# DoD panel calls for radical retirement overhaul



## Catalytic (Sep 15, 2010)

http://www.armytimes.com/news/2011/...calls-for-radical-retirement-overhaul-072511/

This bothers me a great deal. Hubby is due to retire 1May12, and there is no grandfather clause on this. There is no way we will be able to keep our home and land if this passes before he retires, as the local economy just can't provide income to match his current pay.


----------



## jessimeredith (Sep 12, 2004)

We were going to be in the same position, until Soldier got thrown backwards across a turret downrange and got his back all messed up. The only thing saving our rears now is is currently J shaped spine. He was going to be a lifer (about halfway there), just change his MOS, but with this new "proposal" (that will probably get the greenlight) he's looking at med boarding instead.

Throws all the plans and such into disarray...that's for sure!


----------



## Qhorseman (Jul 9, 2010)

I am glad I did my time and retired already. If this was the retirement system in place while I was active, I would not have made the Navy a career. That is the whole allure of the current system, you can do 20 years, retire young and have enough time to build a career with a civilian job and retire with 3 incomes at age 62.


----------



## Catalytic (Sep 15, 2010)

Qhorseman said:


> I am glad I did my time and retired already. If this was the retirement system in place while I was active, I would not have made the Navy a career. That is the whole allure of the current system, you can do 20 years, retire young and have enough time to build a career with a civilian job and retire with 3 incomes at age 62.


Exactly. I'll be honest, I'm scared ****less about this. DH is so stubborn, though, to not lose the house, he'll take a job overseas, and dangit, I'm tired of that. I'd rather live in a cardboard box. Didn't like him in a warzone when he had a weapon, dang sure don't want him there without one...


----------



## Catalytic (Sep 15, 2010)

jessimeredith said:


> We were going to be in the same position, until Soldier got thrown backwards across a turret downrange and got his back all messed up. The only thing saving our rears now is is currently J shaped spine. He was going to be a lifer (about halfway there), just change his MOS, but with this new "proposal" (that will probably get the greenlight) he's looking at med boarding instead.
> 
> Throws all the plans and such into disarray...that's for sure!


So sorry about the injury Jessica. I hope things work out for you guys, I think if we were in your shoes, we'd be taking medical retirement asap.


----------



## Qhorseman (Jul 9, 2010)

Something to think about, Medical retirement is tax free. I was going for 30 when they boarded me at 22 years. I get the same retirement benefits as anyone else just don't pay taxes on it. Regular retirement pay is taxed.


----------



## jessimeredith (Sep 12, 2004)

Catalytic said:


> So sorry about the injury Jessica. I hope things work out for you guys, I think if we were in your shoes, we'd be taking medical retirement asap.

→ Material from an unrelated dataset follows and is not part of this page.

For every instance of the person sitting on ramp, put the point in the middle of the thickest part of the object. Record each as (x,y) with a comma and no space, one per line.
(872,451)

Thanks Catalytic. He's actually doing pretty well with it considering (I've seen the MRIs, CATs and X rays...yeah, NOT pretty and definitely something he didn't have beforehand or he wouldn't have been able to even do PT!) We're having to wait for an actual Med board until after he has a couple of surgeries (one for his hand that got screwed up LAST year and possibly shaving the bulging disk in his back though I'm personally iffy on that one) before they'll even look to start one. If he denies the surgery, they can write him off as refusing treatment and drop that part from his med board...which means no pay for that particular issue. 

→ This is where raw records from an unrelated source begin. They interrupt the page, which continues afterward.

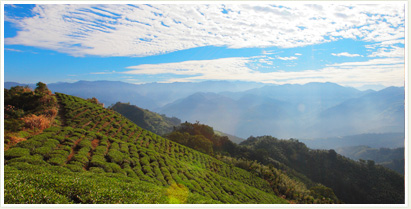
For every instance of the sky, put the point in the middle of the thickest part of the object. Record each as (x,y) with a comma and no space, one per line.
(281,43)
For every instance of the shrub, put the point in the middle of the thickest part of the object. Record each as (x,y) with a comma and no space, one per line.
(33,121)
(16,152)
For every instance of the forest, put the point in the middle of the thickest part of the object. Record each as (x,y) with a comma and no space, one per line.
(65,149)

Our Garrison used to be notorious for moving along at a snail's pace with these things until earlier this year when we lost a Soldier (and good friend) to suicide...he had been sitting in WTU for well over a year while they tinkered around with his meds for PTSD and TBI, changing them up every couple of months. The only good thing that came from losing Jake was Garrison taking a good hard look at how things were being run and putting a stop to most of the over-medicating.


----------



## YuccaFlatsRanch (May 3, 2004)

Fuss with the DOD retirement and they better hope that they continue to have a crappy economy. The idiots don't realize that there isn't "that much patriotism" around to make up for a crappy military retirement system. Why if you fuss with the retirement system would someone choose to get his butt shot at for minimum wage, when he would work for minimum wage safely at Wally World???

Gonna have to re-institute the DRAFT if they make the reasons for an all volunteer force go away.


----------



## Narshalla (Sep 11, 2008)

If I understand this correctly, they recommend that the system change to a corporate style retirement system very much like what corporations and many state, county, and city governments have right now.

As I understand it, most corporations faithfully put the money in, and there is no problem. However, if the company later _does_ have problems, all they have to do is declare bankruptcy and *poof*, the pension benefits magically go away. Even when the pension $$$ is already set aside in specific accounts labeled for that purpose, it is frequently pulled back in with the general funds and ends up going to other creditors.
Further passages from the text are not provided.